While adoption of electric vehicles is increasing in markets like Europe and China, consumers will need to dramatically accelerate their shift away from petrol and diesel cars for the global passenger fleet to reach zero tailpipe emissions by 2050.
Yet solving the climate crisis may not be as simple as switching from one drivetrain to another. Mobility habits will also likely have to be reshaped in order to fully decarbonize the road transport sector, and this could entail some people giving up vehicle ownership altogether.
To reach a world in which there are no internal combustion engine vehicles left on the road by mid-century, BloombergNEF estimates annual EV sales must hit a peak of more than 138 million units in 2040, up from just 6.6 million in 2021. That’s according to the Net Zero Scenario in BNEF’s new Electric Vehicle Outlook, assuming vehicle usage patterns and retirement rates remain roughly consistent over the coming decades.
Building supply chains and infrastructure capable of supporting such as high level of EV sales is a daunting task. Battery material sourcing, battery making facilities, EV manufacturing capacity and charging infrastructure deployment will all require significant expansion. But such investments may not end up being economically viable if global sales end up dipping below 100 million vehicles per year again, as modeled in the Net Zero Scenario.
One potential solution to this dilemma is to curb demand for passenger cars. This can be achieved in a variety of ways, including greater levels of urbanization, increasing the cost of car ownership, and encouraging a shift to other modes of transportations such as public transit or bicycles.
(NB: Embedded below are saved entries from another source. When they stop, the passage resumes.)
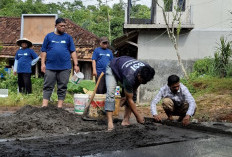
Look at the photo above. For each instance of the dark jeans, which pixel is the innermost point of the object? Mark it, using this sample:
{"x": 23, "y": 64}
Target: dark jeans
{"x": 101, "y": 89}
{"x": 24, "y": 83}
{"x": 51, "y": 77}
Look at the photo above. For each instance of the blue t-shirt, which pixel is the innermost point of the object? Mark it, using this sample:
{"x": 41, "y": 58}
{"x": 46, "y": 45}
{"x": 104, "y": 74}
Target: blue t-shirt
{"x": 25, "y": 57}
{"x": 58, "y": 49}
{"x": 102, "y": 58}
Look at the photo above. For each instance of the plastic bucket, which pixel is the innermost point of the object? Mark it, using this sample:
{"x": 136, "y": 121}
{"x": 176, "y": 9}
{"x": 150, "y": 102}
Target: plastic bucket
{"x": 97, "y": 106}
{"x": 80, "y": 101}
{"x": 77, "y": 77}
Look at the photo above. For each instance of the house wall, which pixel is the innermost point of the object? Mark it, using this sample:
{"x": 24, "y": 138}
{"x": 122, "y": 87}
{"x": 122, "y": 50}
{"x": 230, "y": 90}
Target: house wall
{"x": 211, "y": 20}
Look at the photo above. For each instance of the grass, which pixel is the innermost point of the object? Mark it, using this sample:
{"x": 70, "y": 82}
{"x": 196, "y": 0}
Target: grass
{"x": 17, "y": 99}
{"x": 213, "y": 97}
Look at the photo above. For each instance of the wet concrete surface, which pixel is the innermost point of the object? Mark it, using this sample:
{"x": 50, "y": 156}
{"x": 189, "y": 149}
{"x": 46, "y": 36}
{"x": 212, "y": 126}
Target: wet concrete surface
{"x": 212, "y": 147}
{"x": 50, "y": 131}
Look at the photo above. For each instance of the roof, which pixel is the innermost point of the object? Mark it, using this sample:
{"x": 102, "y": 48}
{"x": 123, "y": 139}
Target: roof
{"x": 10, "y": 28}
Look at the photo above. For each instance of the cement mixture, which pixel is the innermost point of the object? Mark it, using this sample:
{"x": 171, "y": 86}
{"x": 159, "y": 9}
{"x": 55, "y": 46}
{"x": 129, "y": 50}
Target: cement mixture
{"x": 50, "y": 131}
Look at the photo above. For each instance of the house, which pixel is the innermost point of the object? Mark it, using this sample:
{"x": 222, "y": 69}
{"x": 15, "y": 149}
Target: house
{"x": 203, "y": 22}
{"x": 10, "y": 32}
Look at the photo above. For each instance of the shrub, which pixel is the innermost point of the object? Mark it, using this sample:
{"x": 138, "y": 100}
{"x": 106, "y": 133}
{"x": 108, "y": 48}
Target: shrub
{"x": 222, "y": 57}
{"x": 204, "y": 67}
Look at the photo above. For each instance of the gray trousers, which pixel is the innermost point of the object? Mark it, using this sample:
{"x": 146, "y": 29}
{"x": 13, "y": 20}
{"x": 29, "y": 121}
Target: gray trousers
{"x": 50, "y": 79}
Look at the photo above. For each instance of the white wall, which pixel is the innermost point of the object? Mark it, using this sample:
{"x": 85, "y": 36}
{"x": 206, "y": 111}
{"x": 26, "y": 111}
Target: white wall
{"x": 192, "y": 45}
{"x": 208, "y": 14}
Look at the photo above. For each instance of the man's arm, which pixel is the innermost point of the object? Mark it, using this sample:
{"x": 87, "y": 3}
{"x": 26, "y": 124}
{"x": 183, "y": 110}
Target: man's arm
{"x": 43, "y": 59}
{"x": 74, "y": 58}
{"x": 94, "y": 68}
{"x": 129, "y": 97}
{"x": 192, "y": 106}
The benefits of lowering passenger vehicle demand
Under BNEF’s base-case Economic Transition Scenario — in which EV adoption is driven by techno-economic trends and market forces rather than new policies — the global passenger fleet reaches around 1.4 billion vehicles in 2050. This includes both internal combustion engines and zero-emission cars.
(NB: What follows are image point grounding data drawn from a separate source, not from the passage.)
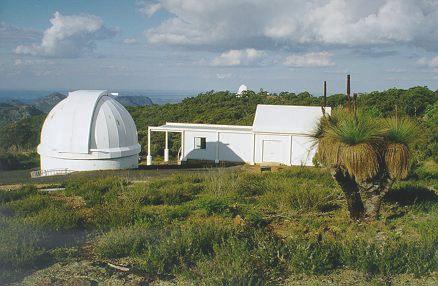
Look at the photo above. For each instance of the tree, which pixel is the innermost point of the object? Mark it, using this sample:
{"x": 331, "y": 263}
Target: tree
{"x": 366, "y": 155}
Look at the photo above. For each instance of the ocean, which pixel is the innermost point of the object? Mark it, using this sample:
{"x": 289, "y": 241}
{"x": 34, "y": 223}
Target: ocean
{"x": 157, "y": 97}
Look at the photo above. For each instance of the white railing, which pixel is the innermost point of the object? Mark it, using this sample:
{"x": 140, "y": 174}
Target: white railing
{"x": 53, "y": 172}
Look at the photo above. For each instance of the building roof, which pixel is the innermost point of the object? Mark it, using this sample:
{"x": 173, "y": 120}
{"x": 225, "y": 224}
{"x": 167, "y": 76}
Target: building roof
{"x": 88, "y": 122}
{"x": 241, "y": 89}
{"x": 178, "y": 127}
{"x": 287, "y": 118}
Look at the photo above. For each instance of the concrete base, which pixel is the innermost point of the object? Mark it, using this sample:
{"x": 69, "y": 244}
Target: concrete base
{"x": 52, "y": 163}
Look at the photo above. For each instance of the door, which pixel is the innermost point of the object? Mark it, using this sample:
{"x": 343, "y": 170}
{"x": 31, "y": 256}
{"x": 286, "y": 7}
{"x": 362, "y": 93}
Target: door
{"x": 272, "y": 151}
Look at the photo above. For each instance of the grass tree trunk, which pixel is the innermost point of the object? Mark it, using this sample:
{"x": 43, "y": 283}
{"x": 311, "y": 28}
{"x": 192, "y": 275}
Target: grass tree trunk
{"x": 372, "y": 193}
{"x": 351, "y": 192}
{"x": 363, "y": 199}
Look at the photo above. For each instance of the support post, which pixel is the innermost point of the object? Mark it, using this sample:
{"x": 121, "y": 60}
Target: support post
{"x": 324, "y": 102}
{"x": 166, "y": 148}
{"x": 149, "y": 156}
{"x": 252, "y": 149}
{"x": 348, "y": 91}
{"x": 216, "y": 160}
{"x": 183, "y": 146}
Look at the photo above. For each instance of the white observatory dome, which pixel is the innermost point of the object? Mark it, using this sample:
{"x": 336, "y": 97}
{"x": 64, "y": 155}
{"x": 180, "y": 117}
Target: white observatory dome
{"x": 242, "y": 88}
{"x": 88, "y": 130}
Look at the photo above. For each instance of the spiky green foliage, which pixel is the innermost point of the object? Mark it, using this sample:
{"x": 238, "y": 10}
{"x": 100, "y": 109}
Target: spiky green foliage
{"x": 365, "y": 145}
{"x": 350, "y": 140}
{"x": 400, "y": 135}
{"x": 397, "y": 160}
{"x": 351, "y": 129}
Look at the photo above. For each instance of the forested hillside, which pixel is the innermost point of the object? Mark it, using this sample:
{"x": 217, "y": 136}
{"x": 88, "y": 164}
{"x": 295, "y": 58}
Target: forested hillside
{"x": 227, "y": 108}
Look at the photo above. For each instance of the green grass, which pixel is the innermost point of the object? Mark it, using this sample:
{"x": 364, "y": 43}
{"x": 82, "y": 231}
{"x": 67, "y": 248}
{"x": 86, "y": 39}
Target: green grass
{"x": 218, "y": 227}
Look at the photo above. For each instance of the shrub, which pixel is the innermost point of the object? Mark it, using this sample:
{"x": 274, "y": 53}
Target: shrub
{"x": 162, "y": 214}
{"x": 95, "y": 192}
{"x": 392, "y": 256}
{"x": 165, "y": 193}
{"x": 12, "y": 195}
{"x": 19, "y": 243}
{"x": 29, "y": 205}
{"x": 56, "y": 218}
{"x": 312, "y": 256}
{"x": 290, "y": 194}
{"x": 121, "y": 212}
{"x": 251, "y": 185}
{"x": 124, "y": 241}
{"x": 215, "y": 205}
{"x": 251, "y": 260}
{"x": 164, "y": 250}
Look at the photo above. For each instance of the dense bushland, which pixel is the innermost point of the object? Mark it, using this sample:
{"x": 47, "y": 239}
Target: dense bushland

However, if demand for passenger vehicles were to decline such that the fleet only reaches 1.2 billion cars in 2050, this would avoid 2.5 gigatons of CO2 from being emitted. It would also eliminate the need for $85 billion of battery and EV manufacturing capacity, and forgo the consumption of 343 terawatt-hours of electricity — more than the total power generation of the UK in 2020.
No one-size-fits-all approach to reducing mobility demand
The share of ground passenger travel completed by car varies significantly by market. Light-duty vehicles accounted for over 90% of passenger kilometers traveled on the ground in the US in 2017 and more than 70% in many European countries such as Germany and Italy.
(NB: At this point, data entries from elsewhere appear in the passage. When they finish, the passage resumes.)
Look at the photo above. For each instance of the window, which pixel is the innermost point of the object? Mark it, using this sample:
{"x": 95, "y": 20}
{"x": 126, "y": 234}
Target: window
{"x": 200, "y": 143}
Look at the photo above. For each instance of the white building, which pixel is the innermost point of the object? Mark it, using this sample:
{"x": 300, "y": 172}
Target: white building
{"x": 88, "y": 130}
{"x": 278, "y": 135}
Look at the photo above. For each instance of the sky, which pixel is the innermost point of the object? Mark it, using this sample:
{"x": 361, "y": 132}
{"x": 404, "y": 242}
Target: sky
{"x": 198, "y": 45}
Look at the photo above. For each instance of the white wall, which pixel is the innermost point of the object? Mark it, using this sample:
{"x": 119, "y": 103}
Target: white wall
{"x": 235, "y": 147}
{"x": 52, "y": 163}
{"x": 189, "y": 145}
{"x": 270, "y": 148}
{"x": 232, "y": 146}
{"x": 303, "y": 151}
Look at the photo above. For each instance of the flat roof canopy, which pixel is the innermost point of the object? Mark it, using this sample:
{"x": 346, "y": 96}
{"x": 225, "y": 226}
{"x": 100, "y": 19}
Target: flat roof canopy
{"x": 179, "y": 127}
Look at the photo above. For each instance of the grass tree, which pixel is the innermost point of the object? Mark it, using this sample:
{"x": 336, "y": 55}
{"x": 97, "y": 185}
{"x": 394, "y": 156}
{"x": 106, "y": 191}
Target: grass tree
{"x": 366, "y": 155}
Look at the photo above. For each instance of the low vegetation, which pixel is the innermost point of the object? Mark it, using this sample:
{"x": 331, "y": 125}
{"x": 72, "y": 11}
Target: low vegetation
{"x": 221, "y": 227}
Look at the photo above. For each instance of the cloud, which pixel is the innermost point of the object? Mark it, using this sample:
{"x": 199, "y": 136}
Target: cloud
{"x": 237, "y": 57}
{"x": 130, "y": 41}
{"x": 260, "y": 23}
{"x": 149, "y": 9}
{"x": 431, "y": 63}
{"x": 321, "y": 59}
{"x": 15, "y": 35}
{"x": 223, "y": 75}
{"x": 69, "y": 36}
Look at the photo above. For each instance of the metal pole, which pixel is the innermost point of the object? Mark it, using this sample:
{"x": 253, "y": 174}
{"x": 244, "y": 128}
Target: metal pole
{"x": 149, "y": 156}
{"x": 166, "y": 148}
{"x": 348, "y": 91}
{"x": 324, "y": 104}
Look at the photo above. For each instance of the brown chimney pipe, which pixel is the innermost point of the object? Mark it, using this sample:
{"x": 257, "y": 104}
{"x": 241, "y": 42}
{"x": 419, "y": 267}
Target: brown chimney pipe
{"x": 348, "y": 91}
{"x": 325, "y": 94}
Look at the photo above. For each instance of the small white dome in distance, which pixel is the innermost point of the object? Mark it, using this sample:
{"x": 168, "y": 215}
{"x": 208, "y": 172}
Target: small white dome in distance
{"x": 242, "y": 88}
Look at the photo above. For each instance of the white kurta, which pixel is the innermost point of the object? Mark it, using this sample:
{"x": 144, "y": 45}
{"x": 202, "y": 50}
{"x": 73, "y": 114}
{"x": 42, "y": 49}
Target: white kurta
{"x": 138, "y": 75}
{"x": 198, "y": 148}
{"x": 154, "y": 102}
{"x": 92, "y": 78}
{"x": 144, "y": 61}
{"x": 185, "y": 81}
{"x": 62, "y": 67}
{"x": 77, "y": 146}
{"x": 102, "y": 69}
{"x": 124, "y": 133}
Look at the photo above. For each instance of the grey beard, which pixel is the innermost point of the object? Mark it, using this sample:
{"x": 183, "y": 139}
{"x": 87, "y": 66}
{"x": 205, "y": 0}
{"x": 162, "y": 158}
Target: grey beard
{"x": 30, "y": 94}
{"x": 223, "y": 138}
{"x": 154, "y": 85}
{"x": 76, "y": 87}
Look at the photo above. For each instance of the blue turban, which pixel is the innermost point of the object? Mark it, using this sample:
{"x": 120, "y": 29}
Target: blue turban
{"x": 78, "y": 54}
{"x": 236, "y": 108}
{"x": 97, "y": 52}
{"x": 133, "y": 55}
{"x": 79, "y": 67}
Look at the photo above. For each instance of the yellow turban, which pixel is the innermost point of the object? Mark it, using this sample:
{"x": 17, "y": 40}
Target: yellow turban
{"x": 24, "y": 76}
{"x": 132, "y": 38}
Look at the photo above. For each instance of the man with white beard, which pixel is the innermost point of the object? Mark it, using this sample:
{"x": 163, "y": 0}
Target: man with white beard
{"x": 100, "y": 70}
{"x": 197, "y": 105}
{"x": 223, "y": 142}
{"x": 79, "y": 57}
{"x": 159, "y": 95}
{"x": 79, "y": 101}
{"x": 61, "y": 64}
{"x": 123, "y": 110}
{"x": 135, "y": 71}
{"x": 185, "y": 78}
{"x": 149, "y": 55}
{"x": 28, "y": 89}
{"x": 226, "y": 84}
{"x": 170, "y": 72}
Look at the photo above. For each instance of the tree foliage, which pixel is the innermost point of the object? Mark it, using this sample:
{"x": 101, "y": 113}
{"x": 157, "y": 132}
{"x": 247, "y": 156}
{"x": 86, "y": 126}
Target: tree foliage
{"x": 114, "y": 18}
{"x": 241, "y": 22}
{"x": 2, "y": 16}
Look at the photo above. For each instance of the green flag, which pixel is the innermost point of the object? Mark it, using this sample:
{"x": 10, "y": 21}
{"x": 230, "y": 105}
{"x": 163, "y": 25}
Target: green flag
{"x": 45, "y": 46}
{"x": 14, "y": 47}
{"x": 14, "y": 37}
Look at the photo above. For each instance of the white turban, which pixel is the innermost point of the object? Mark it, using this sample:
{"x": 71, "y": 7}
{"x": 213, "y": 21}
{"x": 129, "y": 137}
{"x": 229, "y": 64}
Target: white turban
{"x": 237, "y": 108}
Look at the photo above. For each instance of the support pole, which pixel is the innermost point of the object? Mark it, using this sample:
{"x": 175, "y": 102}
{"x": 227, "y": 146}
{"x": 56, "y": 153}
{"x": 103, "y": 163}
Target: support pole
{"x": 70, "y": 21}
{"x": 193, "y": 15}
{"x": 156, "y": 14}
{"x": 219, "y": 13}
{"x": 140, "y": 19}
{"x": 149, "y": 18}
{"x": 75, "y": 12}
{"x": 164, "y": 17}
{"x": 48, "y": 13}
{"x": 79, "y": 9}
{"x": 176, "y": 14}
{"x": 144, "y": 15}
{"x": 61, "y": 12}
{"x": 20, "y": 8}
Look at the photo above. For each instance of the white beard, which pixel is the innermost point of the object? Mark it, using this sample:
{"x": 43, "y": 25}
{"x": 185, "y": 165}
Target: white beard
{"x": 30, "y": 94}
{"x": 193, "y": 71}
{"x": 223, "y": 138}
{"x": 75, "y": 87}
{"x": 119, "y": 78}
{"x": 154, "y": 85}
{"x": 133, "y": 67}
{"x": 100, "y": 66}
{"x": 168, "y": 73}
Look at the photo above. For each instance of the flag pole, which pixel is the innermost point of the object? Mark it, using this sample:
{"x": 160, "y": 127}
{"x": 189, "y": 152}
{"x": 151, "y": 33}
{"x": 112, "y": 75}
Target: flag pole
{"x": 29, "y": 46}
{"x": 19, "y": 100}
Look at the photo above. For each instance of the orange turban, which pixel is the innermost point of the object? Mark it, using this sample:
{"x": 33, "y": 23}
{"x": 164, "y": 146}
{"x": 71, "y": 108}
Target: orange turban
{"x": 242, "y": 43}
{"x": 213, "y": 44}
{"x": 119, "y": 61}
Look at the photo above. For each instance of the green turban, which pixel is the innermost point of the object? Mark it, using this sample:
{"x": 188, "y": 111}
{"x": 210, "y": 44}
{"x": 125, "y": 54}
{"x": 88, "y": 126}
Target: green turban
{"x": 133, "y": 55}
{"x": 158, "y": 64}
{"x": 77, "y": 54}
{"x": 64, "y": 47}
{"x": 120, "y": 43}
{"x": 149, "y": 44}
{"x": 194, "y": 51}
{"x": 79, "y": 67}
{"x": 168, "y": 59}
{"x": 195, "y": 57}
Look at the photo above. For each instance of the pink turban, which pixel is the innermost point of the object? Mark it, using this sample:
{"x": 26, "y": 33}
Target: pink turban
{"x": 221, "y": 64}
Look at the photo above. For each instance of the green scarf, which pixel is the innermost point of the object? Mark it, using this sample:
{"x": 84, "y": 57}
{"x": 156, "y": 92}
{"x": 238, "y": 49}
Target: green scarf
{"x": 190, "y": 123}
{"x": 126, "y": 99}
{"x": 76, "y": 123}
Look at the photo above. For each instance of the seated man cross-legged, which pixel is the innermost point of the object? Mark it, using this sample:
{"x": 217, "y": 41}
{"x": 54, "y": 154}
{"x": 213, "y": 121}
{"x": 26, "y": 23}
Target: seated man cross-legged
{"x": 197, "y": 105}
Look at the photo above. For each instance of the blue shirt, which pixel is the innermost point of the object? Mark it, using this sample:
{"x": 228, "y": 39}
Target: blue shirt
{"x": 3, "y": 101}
The disparity means some regions have a larger opportunity to shift people away from car use. But at the same time, these countries may face a more difficult challenge in overcoming cultural factors, such as vehicle ownership being perceived as a measure of success. It is also possible that policies are more effective at reducing the number of vehicles held by multi-car households than single-car households.
Some demand-side reduction pathways have more potential than others, and many are likely to be politically contentious. Governments will need to employ both incentives and disincentives to effectively reduce passenger car usage, and money spent on changing the mobility demand curve could be highly effective at reducing emissions.
Industry stakeholders may find it counterintuitive to support policies which aim to reduce the usage of the products they sell. However, over a multi-decade time horizon, altering the mobility demand curve could prevent sharp swings in new vehicle sales as governments pursue zero-emission capable fleets.